As societies grow wealthier, people want — and can afford — more health care. Still, U.S. health spending (about $7,960 per person in 2009) is in a league of its own. It’s 50 percent higher than Norway’s ($5,352), the next costliest. U.S. spending is more than double Britain’s ($3,487), France’s ($3,978) and the OECD average ($3,233).
Despite this, Americans aren’t notably healthier than people in other advanced countries, the study reports. Life expectancy in the United States (78.2 years) lags behind Japan’s (83 years) and the OECD average (79.5 years). It roughly equals Chile’s and the Czech Republic’s, says Mark Pearson of the OECD. Americans don’t have much to show for their system’s enormous cost, even if the gaps in life expectancy partly reflect differences in lifestyle and diet.

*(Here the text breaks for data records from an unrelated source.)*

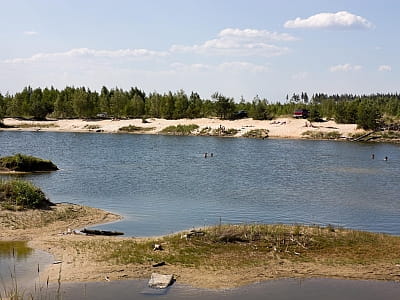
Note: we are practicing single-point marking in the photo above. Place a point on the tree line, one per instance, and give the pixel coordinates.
(368, 111)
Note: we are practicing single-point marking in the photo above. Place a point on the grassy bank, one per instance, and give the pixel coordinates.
(25, 163)
(246, 245)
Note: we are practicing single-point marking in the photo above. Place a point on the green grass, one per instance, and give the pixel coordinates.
(91, 126)
(180, 129)
(256, 133)
(19, 194)
(225, 132)
(37, 125)
(26, 163)
(319, 135)
(228, 246)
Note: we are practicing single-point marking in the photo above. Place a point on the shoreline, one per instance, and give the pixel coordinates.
(284, 127)
(82, 263)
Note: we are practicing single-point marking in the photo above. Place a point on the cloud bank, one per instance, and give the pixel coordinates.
(240, 42)
(345, 68)
(340, 20)
(385, 68)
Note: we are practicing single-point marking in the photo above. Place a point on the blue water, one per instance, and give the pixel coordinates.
(163, 184)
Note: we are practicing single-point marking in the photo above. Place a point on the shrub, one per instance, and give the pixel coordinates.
(319, 135)
(19, 194)
(257, 134)
(26, 163)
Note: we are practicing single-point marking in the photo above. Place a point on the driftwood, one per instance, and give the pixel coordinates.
(101, 232)
(159, 281)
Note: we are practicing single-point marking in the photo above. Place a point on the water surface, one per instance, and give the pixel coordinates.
(295, 289)
(163, 184)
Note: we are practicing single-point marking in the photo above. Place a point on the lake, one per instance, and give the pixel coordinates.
(163, 184)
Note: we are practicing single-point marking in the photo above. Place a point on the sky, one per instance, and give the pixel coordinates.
(241, 49)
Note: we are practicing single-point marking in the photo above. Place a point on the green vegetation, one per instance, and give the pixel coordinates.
(26, 163)
(38, 125)
(180, 129)
(257, 133)
(224, 132)
(92, 126)
(331, 135)
(19, 194)
(133, 128)
(370, 112)
(235, 246)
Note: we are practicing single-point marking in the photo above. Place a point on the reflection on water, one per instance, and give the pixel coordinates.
(298, 289)
(163, 184)
(20, 262)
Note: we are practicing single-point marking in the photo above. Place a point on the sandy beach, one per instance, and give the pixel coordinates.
(277, 128)
(81, 256)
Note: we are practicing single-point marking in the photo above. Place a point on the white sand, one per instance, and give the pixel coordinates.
(278, 128)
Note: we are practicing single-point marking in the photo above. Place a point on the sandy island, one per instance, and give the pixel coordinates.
(82, 259)
(278, 128)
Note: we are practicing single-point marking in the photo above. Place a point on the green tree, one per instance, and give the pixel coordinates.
(63, 104)
(259, 109)
(168, 106)
(368, 116)
(181, 105)
(2, 108)
(224, 106)
(194, 106)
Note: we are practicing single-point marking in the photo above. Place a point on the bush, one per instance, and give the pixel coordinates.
(257, 134)
(133, 128)
(180, 129)
(26, 163)
(19, 194)
(319, 135)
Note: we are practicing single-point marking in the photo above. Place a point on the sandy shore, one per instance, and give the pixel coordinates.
(278, 128)
(81, 255)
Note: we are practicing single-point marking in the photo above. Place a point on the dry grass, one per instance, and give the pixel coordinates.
(241, 246)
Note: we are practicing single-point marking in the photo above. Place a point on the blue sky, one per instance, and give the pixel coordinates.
(238, 48)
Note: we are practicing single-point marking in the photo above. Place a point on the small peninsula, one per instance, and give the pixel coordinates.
(20, 163)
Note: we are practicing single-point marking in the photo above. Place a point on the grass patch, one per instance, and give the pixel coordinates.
(236, 246)
(390, 134)
(257, 133)
(225, 132)
(37, 125)
(26, 163)
(133, 128)
(91, 126)
(180, 129)
(320, 135)
(19, 195)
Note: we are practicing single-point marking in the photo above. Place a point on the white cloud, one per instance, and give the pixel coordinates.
(238, 42)
(31, 33)
(233, 66)
(87, 53)
(242, 66)
(300, 76)
(341, 19)
(345, 68)
(255, 34)
(385, 68)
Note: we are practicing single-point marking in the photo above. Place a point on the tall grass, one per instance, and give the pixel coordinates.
(180, 129)
(25, 163)
(20, 194)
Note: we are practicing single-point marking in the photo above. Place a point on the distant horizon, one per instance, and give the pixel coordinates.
(238, 49)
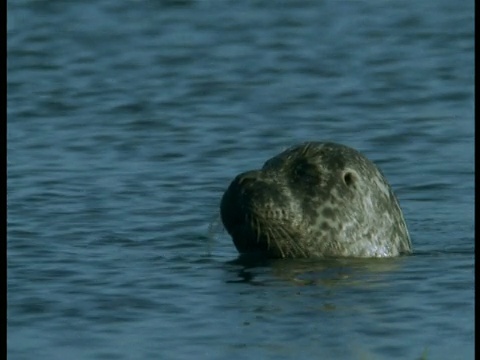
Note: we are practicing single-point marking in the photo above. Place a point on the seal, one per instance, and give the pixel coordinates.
(316, 199)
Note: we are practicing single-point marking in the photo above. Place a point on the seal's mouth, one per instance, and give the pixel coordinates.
(252, 213)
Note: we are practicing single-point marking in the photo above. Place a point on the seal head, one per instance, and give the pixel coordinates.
(315, 200)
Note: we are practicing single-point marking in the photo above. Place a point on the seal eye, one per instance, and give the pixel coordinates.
(349, 179)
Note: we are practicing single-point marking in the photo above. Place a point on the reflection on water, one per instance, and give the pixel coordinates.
(126, 124)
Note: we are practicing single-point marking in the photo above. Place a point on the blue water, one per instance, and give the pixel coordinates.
(128, 119)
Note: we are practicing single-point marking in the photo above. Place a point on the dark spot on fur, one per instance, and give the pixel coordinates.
(328, 213)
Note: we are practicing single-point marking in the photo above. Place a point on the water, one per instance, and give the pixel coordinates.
(127, 121)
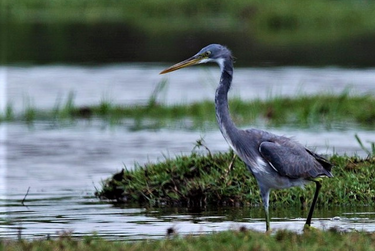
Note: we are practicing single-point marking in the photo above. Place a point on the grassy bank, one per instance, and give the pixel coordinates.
(228, 240)
(223, 179)
(302, 111)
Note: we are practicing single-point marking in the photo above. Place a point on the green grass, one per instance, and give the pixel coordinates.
(223, 179)
(303, 111)
(277, 22)
(227, 240)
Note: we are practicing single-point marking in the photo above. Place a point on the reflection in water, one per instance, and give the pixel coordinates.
(62, 164)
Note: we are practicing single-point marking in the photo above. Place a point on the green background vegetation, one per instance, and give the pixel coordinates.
(265, 32)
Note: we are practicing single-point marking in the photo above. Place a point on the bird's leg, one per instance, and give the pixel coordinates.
(308, 220)
(265, 193)
(267, 212)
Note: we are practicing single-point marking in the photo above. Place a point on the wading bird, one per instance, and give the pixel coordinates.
(276, 162)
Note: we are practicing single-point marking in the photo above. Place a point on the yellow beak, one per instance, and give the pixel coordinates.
(191, 61)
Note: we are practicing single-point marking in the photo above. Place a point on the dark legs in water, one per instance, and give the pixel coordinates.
(309, 216)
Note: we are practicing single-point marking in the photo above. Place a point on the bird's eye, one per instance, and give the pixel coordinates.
(205, 54)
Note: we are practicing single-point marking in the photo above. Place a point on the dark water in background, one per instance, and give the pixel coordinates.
(63, 163)
(101, 43)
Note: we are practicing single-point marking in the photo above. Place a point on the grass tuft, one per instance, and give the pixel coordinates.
(223, 179)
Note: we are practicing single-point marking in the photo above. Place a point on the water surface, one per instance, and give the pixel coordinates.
(62, 164)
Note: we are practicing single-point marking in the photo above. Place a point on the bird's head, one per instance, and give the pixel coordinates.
(211, 53)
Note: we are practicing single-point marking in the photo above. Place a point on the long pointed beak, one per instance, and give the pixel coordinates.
(190, 61)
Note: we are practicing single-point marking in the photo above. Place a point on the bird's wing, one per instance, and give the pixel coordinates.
(291, 159)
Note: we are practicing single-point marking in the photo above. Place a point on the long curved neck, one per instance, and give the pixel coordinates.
(224, 120)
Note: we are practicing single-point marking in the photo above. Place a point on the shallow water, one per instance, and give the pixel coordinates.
(62, 164)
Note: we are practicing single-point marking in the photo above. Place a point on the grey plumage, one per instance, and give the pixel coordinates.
(276, 162)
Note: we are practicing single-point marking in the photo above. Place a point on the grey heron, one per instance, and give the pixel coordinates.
(277, 162)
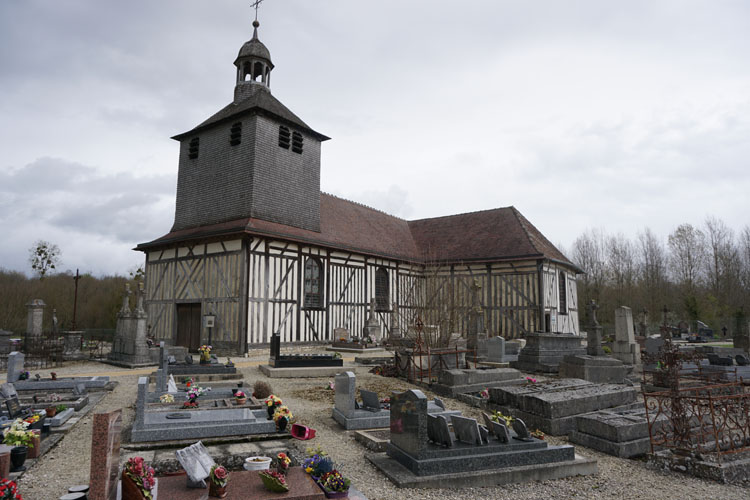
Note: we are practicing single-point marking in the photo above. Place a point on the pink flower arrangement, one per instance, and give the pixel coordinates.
(141, 474)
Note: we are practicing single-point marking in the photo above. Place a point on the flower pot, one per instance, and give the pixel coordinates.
(18, 457)
(302, 432)
(281, 424)
(332, 494)
(130, 489)
(36, 439)
(251, 463)
(216, 491)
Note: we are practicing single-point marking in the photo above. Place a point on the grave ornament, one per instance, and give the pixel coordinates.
(197, 464)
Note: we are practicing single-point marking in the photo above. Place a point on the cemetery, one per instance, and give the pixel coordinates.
(346, 353)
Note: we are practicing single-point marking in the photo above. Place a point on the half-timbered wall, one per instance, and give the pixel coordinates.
(562, 321)
(215, 275)
(210, 274)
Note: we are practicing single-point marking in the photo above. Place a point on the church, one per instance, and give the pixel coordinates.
(256, 248)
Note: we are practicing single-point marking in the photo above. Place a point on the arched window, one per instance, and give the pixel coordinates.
(563, 294)
(382, 302)
(313, 284)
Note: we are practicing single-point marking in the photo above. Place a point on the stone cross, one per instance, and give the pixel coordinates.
(345, 384)
(125, 309)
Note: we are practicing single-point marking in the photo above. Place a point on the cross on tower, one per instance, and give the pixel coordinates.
(256, 4)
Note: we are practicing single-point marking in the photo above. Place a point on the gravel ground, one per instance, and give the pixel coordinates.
(68, 463)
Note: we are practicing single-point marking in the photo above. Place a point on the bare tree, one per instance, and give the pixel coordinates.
(44, 257)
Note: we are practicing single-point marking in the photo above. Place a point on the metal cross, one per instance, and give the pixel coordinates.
(256, 4)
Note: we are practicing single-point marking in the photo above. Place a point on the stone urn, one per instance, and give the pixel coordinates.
(18, 457)
(216, 491)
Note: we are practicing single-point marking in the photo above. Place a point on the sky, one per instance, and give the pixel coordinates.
(581, 114)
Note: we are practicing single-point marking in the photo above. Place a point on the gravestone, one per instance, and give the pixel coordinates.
(14, 407)
(345, 384)
(341, 334)
(197, 464)
(409, 422)
(35, 318)
(438, 431)
(5, 341)
(15, 366)
(105, 446)
(171, 385)
(370, 400)
(372, 328)
(8, 390)
(625, 348)
(496, 350)
(466, 430)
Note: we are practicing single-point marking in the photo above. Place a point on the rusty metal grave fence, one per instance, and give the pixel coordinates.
(711, 420)
(420, 363)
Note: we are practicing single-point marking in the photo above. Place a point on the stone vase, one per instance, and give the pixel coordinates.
(130, 489)
(18, 457)
(216, 491)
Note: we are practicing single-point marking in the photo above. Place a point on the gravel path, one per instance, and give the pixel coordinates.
(68, 463)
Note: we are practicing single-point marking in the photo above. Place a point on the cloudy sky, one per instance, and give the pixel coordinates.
(582, 114)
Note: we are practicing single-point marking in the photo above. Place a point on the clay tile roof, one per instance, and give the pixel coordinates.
(489, 235)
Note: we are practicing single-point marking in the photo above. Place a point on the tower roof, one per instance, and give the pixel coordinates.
(254, 48)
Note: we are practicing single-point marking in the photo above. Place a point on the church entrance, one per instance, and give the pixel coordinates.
(189, 326)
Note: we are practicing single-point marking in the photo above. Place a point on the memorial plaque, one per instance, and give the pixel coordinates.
(105, 446)
(14, 407)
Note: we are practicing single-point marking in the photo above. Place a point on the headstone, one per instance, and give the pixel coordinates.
(625, 348)
(438, 431)
(35, 318)
(370, 400)
(15, 366)
(105, 446)
(340, 334)
(522, 432)
(345, 384)
(171, 385)
(496, 349)
(197, 464)
(8, 390)
(14, 407)
(275, 346)
(409, 422)
(161, 380)
(372, 328)
(5, 341)
(500, 430)
(594, 334)
(466, 430)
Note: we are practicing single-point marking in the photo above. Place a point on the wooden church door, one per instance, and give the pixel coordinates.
(189, 326)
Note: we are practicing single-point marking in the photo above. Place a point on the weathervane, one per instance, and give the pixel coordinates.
(256, 4)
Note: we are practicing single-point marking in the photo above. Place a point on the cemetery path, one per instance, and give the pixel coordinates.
(69, 462)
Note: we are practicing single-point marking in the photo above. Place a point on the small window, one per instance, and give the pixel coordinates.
(235, 134)
(193, 148)
(284, 137)
(297, 142)
(381, 289)
(313, 284)
(563, 294)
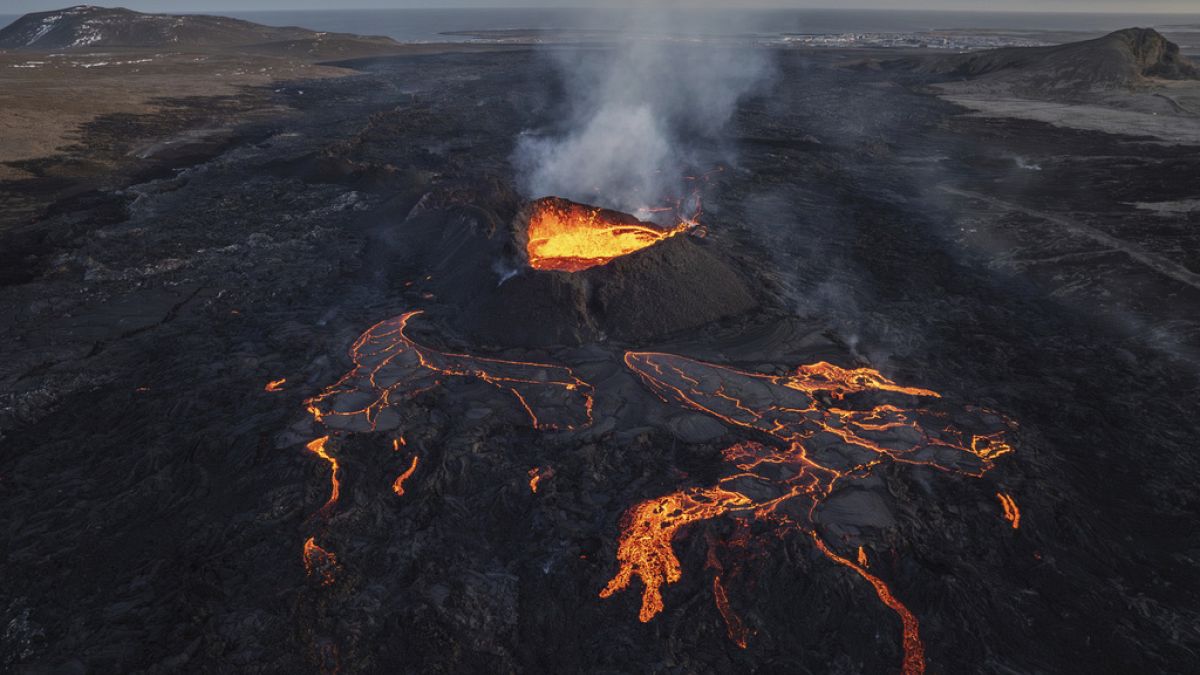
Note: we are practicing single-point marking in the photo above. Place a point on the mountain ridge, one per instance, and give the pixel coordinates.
(90, 27)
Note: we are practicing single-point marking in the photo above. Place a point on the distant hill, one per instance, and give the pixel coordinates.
(101, 28)
(1119, 60)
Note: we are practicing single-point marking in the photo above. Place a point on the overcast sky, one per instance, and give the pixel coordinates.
(1125, 6)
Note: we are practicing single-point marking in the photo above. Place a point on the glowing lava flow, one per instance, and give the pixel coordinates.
(319, 562)
(820, 444)
(1012, 514)
(399, 485)
(390, 368)
(317, 447)
(568, 237)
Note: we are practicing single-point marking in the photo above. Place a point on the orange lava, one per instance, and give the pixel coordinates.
(319, 562)
(399, 485)
(568, 237)
(736, 628)
(1012, 513)
(389, 366)
(317, 447)
(913, 649)
(819, 446)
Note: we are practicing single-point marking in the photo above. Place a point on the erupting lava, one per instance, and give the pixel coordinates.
(390, 368)
(826, 434)
(568, 237)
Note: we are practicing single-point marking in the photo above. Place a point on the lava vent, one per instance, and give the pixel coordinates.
(565, 236)
(586, 274)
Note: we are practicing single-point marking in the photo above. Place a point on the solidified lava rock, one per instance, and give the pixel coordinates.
(673, 285)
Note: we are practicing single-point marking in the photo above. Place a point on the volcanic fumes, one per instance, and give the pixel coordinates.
(568, 237)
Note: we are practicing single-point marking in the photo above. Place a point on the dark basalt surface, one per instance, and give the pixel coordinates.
(154, 499)
(1119, 60)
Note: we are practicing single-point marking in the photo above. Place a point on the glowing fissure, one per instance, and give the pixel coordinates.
(318, 562)
(784, 484)
(568, 237)
(390, 366)
(399, 485)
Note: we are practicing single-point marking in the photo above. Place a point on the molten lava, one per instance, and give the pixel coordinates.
(317, 447)
(399, 485)
(1012, 514)
(389, 368)
(568, 237)
(820, 444)
(318, 562)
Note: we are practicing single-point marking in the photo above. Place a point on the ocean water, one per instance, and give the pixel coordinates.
(431, 25)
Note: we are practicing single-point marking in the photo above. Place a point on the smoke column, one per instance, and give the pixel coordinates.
(641, 111)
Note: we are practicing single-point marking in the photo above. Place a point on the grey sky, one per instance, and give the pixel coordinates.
(216, 6)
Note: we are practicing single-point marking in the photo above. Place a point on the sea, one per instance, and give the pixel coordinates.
(449, 25)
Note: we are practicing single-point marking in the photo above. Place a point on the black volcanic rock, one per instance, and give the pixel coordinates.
(1119, 60)
(91, 27)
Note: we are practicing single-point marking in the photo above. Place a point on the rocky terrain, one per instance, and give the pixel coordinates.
(1133, 82)
(88, 27)
(227, 443)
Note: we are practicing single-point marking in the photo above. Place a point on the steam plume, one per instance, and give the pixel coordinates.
(641, 112)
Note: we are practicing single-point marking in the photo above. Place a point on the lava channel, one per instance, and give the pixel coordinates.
(389, 368)
(564, 236)
(816, 446)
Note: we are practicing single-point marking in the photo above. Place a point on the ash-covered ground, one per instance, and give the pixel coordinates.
(155, 499)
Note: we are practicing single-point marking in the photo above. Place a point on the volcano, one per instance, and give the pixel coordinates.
(583, 274)
(564, 236)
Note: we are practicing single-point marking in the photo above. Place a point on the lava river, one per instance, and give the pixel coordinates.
(827, 425)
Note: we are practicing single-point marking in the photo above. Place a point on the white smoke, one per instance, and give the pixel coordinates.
(642, 111)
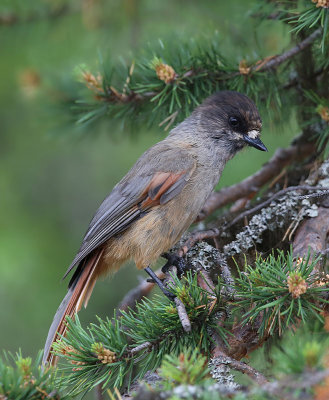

There are some bright spots. Cancer care is one area of superior performance; the five-year survival rate for breast cancer in the United States is 89.3 percent, while the OECD average is 83.5 percent. But the treatment of chronic illnesses such as diabetes and asthma may be worse. The U.S. rate of emergency hospitalization for asthma is three times that in France and six times that in Germany or Italy.
Indeed, by some indicators, Americans get less medical care than do people in other advanced countries. The number of practicing U.S. doctors (2.4 per 1,000 population) is less than the OECD average (3.1 per 1,000), as is the number of annual doctor consultations (3.9 per capita in the United States versus 6.5 for the OECD average).
What propels U.S. health spending upward? The OECD’s answer comes in two parts: steep prices and abundant provision of some expensive services. In 2007, an appendectomy cost $7,962 in the United States, $5,004 in Canada and $2,943 in Germany. A coronary angioplasty cost $14,378 in the United States, compared with $9,296 in Sweden and $7,027 in France. A knee replacement was $14,946 in the United States, $12,424 in France and $9,910 in Canada. Knee replacements in the United States were almost twice as common per 100,000 population as in the rest of the OECD. So were MRI exams and angioplasties.